Be Smart, Not Strong

A saying I incorporated into my everyday thinking. I worked in the drug and alcohol setting for a short time. To say the least, it was not the right fit for me, but I learned several valuable lessons in those few short months. One of those lessons is a lesser known saying that comes from substance use recovery and is utilized in Alcoholics and Narcotics Anonymous (AA/NA).

Be smart, not strong.

Such a simple quote with such a powerful meaning. When I first heard it, it took me a second to process what I was hearing. I thought being a strong person was a good quality. Our society values individuals who have the physical, mental, and emotional strength to take on the rigors life throws at us. We idolize people who have been able to push forward and sometimes put them on the same level as a demigod.

This was not what the saying meant at all.
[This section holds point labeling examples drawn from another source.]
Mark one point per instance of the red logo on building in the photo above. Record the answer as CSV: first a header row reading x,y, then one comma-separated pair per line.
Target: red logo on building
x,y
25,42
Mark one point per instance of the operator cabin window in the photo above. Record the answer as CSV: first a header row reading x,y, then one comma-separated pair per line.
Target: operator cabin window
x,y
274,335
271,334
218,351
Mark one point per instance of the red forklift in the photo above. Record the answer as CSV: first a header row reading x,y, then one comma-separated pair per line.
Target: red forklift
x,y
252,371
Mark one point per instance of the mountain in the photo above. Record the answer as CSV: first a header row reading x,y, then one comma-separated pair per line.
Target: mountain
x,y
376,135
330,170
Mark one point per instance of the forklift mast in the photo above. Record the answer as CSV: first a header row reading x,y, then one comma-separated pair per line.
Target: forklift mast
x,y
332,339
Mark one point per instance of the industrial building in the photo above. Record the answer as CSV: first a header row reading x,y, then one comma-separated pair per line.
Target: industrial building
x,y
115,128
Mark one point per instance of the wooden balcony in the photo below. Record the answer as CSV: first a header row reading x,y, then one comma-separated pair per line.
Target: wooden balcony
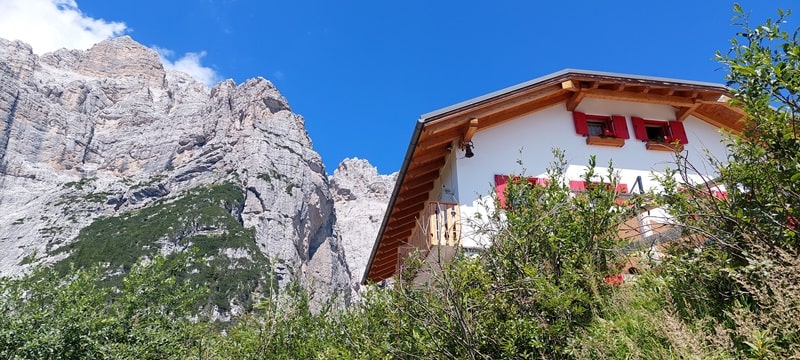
x,y
444,223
It was another way of saying to use your brain rather than to test your willpower. Think about it. Let me use the example of addiction. Let’s say there is a recovering alcoholic who had been sober for maybe two months was invited by his/her friends to the bar. If  this individual was to test their strength, they would follow through with their friends’ request and test their strength by putting themselves in a risky situation. Understanding his/her limits and using his/her tools though, it would be wiser for them to communicate to their friends that it might not best for them to go to the bar and to offer an alternative activity.

How does this relate to self-care? Use your brain. We will often neglect ourselves and test ourselves. We procrastinate on activities that will benefit our well-beings. We push ourselves to the limit. We will put ourselves in risky situations that harm us rather than help us.

Simply put, be mindful of yourself. Reason with yourself. Walk yourself through the steps. Weigh out the pros and cons. Set goals for yourself. Outline what you will do.

It could be as simple as knowing when to take a break  versus pushing yourself to the tipping point. It could be replacing a glass of soda with a glass of water. It could be taking a five-minute break in your workday rather than power through it. There are countless examples I could give. The point is to not test your willpower. You will be a stronger person for being smarter.